Gabriel Fauré: Piano Quartet No. 1 in C Minor, Op. 15
Da-Min Kim: Violin
Marie-Anne Hovasse: Viola
Frédéric Lagarde: Cello
Olivier Lechardeur: Piano
Back in Aix-en-Provence again, and staying in town this time, I had no trouble finding some more high-quality live music to enjoy with the 29th Nuits Pianistiques that, contrary to what their name could lead to believe, do not feature only piano recitals, but also all kinds of chamber music. Moreover, while the performances do not take place outdoors, the event organizers have chosen the next best thing: The Compras auditorium of the Conservatoire Darius Milhaud, a space with such incredible acoustics that violinist and Festival de Pâques’ co-founder and artistic director Renaud Capuçon decided to record his album of Bach concertos there. And what is good enough for Bach and Capuçon is good enough for me.

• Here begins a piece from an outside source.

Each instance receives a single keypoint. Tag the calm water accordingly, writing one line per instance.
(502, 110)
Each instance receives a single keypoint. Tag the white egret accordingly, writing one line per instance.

Since those Nuits Pianistiques were created by the Musique-Échanges association with intergenerational playing and community outreach in mind, they stretch far and wide in terms of musicians and repertoire, but never too thin. On Wednesday night, the program may not have been ground-breaking, but the prospect of indulging in two meaty quartets with piano from Brahms and Fauré—Not to mention a couple of hours in a perfectly calibrated air-conditioned space—was simply too exciting to pass on.
Johannes Brahms was still a young man when he came up with his Piano Quartet No. 1, and yet, it is as stunningly accomplished, both rigorously written and opulently lyrical, as one would expect from the ultimate perfectionist he always was. Moreover, some freshness and insouciance are quite palpable in there too, or is it just the irresistibly high-flying rondo alla zingarese that gives this overall impression? In any case, this last movement certainly gave the entire work lasting recognition. And the sizable audience was more than eager to undertake the magnificent 40-minute journey on Wednesday night.
The four musicians on the stage were definitely up to the task, and expertly handled the challenging and rewarding score. From the deceptively simple opening to the no-holds-barred dazzling finale, they played with technical brilliance, tremendous passion and, maybe most importantly, perfect harmony. Each of them intrinsically knew how to make the most of their part while always fitting in, and the result was a fiercely vibrant performance.
After the intermission, we stayed in the mid-19th century but left Romanticism à l’allemande for Romanticism à la française with Gabriel Fauré’s Piano Quartet No. 1, which he wrote when he was a young man as well, and about to be dumped by an apparently reluctant fiancée he deeply loved at that. That said, although it has its moments of emotional turmoil, the music is not as depressing as the composer’s distressing and no doubt frustrating situation at the time could have led us to expect.
The allegro molto moderato is beautifully melodic, the scherzo is brilliantly playful, the adagio does betray heartbreaking sadness, but always with a sense of restraint, and the allegro molto concludes the piece with plenty of lively energy. Never one to wear his heart on his sleeve, Fauré nevertheless manages to express deep feelings—and display formidable compositional skills too—with sincerity and unfussiness. Readily switching from Brahms’ intense passion to Fauré’s subtle elegance, the quartet beautifully conveyed the work’s sense of airiness, refinement and nuances for an instinctively intimate and yet effortlessly communicative experience.
And then the mood shifted into high gear again when, as an encore, the musicians played the last couple of minutes of Brahms’ rondo alla zingarese again, just for the fun of it. And it sure was.